It is a tough sell to the public to argue GPs should be given money for reducing emergency admissions. The first shots have already been fired by the Daily Mail, which suggested that practices stood to gain £30,000 for meeting certain targets.
Indeed, this £30,000 figure has been floating around the health press for the past six months. There is basis for the calculations – the premium will be worth an estimated £5 per patient and the average practice has 6,000 patients.
But this is simply not correct. As the Government’s commissioning czar Dame Barbara Hakin told Pulse, CCGs will not be able to pass these payments directly to member practices.
The payments must be ploughed back into programmes to improve patient care and the NHS Commissioning Board must be satisfied that it does indeed improve patient care.
These programmes do include incentive schemes for meeting targets in specific areas, such as diabetes care, and potentially more controversially for reducing prescribing and referrals. This is very different to payments being given wholesale to practices.
This could be seen in a negative light, in that practices will have to work harder for this new source of income.
However, it will combat the impression that GPs are being given a ‘bonus’ and could help it pass the ‘Daily Mail’ test. By clarifying the position, Sefton LMC chair Dr Andrew Mimnagh also says the Board has made a positive step.
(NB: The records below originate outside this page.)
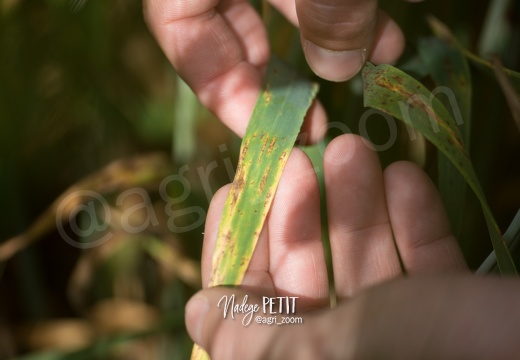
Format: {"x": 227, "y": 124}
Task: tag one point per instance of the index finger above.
{"x": 218, "y": 48}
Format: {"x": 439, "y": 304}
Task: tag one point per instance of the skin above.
{"x": 433, "y": 308}
{"x": 220, "y": 47}
{"x": 438, "y": 310}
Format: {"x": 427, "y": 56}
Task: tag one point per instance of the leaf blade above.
{"x": 392, "y": 91}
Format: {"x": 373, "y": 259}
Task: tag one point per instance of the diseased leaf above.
{"x": 442, "y": 31}
{"x": 269, "y": 138}
{"x": 449, "y": 69}
{"x": 392, "y": 91}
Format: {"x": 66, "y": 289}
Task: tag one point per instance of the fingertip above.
{"x": 419, "y": 221}
{"x": 333, "y": 65}
{"x": 195, "y": 313}
{"x": 314, "y": 126}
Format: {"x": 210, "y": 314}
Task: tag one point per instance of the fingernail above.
{"x": 334, "y": 65}
{"x": 195, "y": 313}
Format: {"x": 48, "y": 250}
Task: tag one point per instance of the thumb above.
{"x": 336, "y": 35}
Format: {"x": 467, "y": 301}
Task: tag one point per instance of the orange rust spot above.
{"x": 271, "y": 145}
{"x": 283, "y": 156}
{"x": 267, "y": 96}
{"x": 264, "y": 145}
{"x": 263, "y": 181}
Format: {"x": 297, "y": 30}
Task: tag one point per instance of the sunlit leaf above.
{"x": 443, "y": 32}
{"x": 394, "y": 92}
{"x": 269, "y": 138}
{"x": 449, "y": 69}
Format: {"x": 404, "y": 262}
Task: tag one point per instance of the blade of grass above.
{"x": 442, "y": 31}
{"x": 394, "y": 92}
{"x": 269, "y": 138}
{"x": 512, "y": 98}
{"x": 448, "y": 68}
{"x": 511, "y": 237}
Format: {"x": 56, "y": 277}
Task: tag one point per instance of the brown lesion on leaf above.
{"x": 263, "y": 181}
{"x": 267, "y": 96}
{"x": 265, "y": 140}
{"x": 283, "y": 157}
{"x": 271, "y": 145}
{"x": 267, "y": 201}
{"x": 238, "y": 186}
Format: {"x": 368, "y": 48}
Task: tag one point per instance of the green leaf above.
{"x": 394, "y": 92}
{"x": 442, "y": 31}
{"x": 449, "y": 69}
{"x": 269, "y": 138}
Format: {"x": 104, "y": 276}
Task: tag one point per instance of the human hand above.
{"x": 220, "y": 48}
{"x": 367, "y": 210}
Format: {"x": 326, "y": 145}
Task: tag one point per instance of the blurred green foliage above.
{"x": 83, "y": 84}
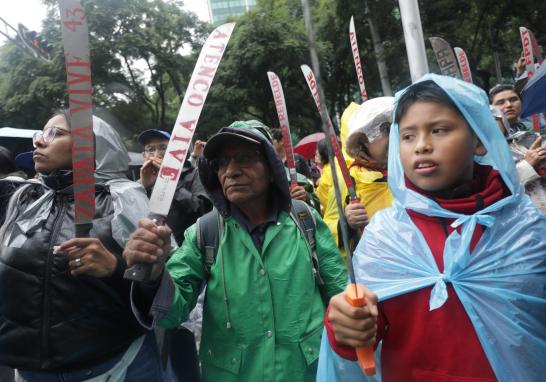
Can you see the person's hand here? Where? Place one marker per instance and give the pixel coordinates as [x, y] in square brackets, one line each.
[198, 148]
[520, 65]
[148, 172]
[299, 193]
[536, 155]
[150, 243]
[356, 215]
[88, 256]
[354, 326]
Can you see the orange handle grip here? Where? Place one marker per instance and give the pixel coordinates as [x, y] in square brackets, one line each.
[355, 296]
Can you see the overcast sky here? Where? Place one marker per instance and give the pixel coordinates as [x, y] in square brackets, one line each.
[30, 13]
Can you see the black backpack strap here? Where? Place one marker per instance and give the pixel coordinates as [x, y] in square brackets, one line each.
[305, 220]
[208, 231]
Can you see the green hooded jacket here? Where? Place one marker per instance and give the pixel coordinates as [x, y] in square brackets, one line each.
[263, 312]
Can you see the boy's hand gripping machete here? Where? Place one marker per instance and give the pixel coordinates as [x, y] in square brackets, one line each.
[354, 293]
[183, 130]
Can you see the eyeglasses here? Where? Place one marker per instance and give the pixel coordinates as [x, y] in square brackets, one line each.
[242, 159]
[47, 135]
[159, 149]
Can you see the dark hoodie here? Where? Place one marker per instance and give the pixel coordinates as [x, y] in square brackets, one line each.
[405, 323]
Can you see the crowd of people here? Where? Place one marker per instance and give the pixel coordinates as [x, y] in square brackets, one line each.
[448, 237]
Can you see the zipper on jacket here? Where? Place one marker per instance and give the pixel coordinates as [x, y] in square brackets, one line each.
[57, 223]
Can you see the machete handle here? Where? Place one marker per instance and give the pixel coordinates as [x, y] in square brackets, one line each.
[142, 272]
[356, 200]
[354, 294]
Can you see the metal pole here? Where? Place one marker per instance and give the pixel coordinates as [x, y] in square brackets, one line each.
[413, 36]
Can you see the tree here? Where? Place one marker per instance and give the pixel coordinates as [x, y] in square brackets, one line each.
[140, 64]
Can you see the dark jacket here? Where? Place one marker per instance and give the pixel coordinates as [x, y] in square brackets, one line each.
[49, 319]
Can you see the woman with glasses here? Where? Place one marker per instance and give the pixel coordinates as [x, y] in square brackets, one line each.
[64, 308]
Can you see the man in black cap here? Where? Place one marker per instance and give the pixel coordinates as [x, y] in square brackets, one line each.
[190, 201]
[263, 311]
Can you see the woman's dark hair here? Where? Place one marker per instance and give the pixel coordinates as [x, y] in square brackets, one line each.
[322, 148]
[426, 91]
[7, 163]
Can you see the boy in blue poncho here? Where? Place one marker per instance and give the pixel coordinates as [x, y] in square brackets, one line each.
[458, 264]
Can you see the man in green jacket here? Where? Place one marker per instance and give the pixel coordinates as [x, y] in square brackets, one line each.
[263, 312]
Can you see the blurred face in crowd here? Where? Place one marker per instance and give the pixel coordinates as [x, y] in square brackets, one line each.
[53, 146]
[437, 146]
[318, 159]
[243, 173]
[155, 149]
[378, 149]
[509, 103]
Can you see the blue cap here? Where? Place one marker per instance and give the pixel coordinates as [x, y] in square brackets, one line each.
[25, 161]
[146, 135]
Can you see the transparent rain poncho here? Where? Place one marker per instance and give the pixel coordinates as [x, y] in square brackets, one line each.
[502, 286]
[112, 163]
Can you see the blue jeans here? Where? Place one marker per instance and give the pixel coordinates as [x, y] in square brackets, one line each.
[146, 367]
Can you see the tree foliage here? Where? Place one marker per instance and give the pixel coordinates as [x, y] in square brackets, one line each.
[143, 52]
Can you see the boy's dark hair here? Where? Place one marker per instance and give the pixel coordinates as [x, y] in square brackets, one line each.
[426, 91]
[276, 134]
[322, 148]
[500, 88]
But there are still concerns with the premium – that it will disadvantage CCGs in deprived areas and that the requirement for financial balance will lead to perverse incentives for commissioners. What impression will patients have if they are aware that their GP is being given additional money to reduce their referrals? These kind of schemes could once again harm public perceptions of the premium.
But at least many GPs will welcome greater clarity on how the system will work as they prepare to take on the commissioning reins in less than three months.